Received Sept. 17, 2002; revisions received Feb. 21 and July 15, 2003; accepted July 21, 2003. From the Departments of Psychiatry, Neurobiology, and Diagnostic Radiology, Yale University School of Medicine; and West Haven VA Medical Center, West Haven, Conn. Address reprint requests to Dr. van Dyck, Alzheimer’s Disease Research Unit, Department of Psychiatry, Yale University School of Medicine, One Church St., Suite 600, New Haven, CT 06510; christopher. (e-mail). Supported by the American Federation for Aging Research (grant to Dr. van Dyck), a National Alliance for Research on Schizophrenia and Depression Independent Investigator Award (to Dr. Malison), gifts from Rose and Philip Hoffer, funds from the Department of Veterans Affairs (the Research Enhancement Award in Depression), and grants from NIMH (MH-48243, MH-58620, and MH-01387) and from the National Institute on Drug Abuse (DA-12849 and DA-12690).
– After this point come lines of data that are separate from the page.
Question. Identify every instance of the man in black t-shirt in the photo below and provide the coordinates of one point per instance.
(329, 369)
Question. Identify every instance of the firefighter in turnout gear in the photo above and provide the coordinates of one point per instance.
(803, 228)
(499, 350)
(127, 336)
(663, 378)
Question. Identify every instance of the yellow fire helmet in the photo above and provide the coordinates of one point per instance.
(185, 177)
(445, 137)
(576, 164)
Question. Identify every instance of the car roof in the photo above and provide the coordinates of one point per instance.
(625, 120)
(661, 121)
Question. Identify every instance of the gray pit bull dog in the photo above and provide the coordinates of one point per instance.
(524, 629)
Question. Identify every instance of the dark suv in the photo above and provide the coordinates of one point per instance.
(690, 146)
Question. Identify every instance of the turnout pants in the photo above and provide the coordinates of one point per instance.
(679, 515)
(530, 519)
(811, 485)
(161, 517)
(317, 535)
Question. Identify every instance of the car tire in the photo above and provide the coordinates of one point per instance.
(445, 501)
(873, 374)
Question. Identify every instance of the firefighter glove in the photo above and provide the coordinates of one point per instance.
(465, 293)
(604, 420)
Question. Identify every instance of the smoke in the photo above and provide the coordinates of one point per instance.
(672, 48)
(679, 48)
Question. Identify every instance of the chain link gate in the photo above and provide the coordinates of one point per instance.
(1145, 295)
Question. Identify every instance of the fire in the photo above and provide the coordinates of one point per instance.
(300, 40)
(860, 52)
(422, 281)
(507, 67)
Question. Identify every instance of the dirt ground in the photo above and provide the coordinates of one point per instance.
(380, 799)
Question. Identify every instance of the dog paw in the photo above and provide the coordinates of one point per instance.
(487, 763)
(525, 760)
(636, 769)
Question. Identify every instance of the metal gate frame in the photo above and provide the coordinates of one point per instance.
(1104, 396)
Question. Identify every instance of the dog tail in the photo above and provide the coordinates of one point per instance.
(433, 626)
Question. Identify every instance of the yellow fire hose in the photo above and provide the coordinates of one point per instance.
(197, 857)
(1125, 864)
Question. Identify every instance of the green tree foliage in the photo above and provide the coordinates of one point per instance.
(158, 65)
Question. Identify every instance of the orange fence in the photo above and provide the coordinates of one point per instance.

The authors thank Heide Klumpp, Michelle Early, Eileen Smith, Gary Wisniewski, Louis Amici, and Ann Marie Lacobelle for technical assistance and Larry Muenz, Ph.D., for statistical advice.

Figure 1.

Figure 1. Relation of Serotonin Transporter Protein (SERT) Availability (V3′′) in the Brainstem-Diencephalon to Age in 96 Healthy European American Subjects Grouped by Genotype for the 5-HTTLPR Polymorphism of the SERT Gene (SLC6A4)a

aAvailability of SERT was measured with [123I]2β-carbomethoxy-3β-(4-iodophenyl)tropane and single photon emission computed tomography. The main effect of genotype was significant with control for age (F=4.48, df=2, 92, p=0.01, ANCOVA). Post hoc Tukey pairwise comparisons revealed that the short-short homozygotes (N=18) had significantly greater SERT availability than the long-short heterozygotes (N=42) (p=0.02). In addition, there was a nonsignificant tendency for the long-long homozygotes (N=36) to have greater SERT availability than the long-short heterozygotes (p=0.09), but there was no difference between the long-long homozygotes and the short-short homozygotes (p=0.70).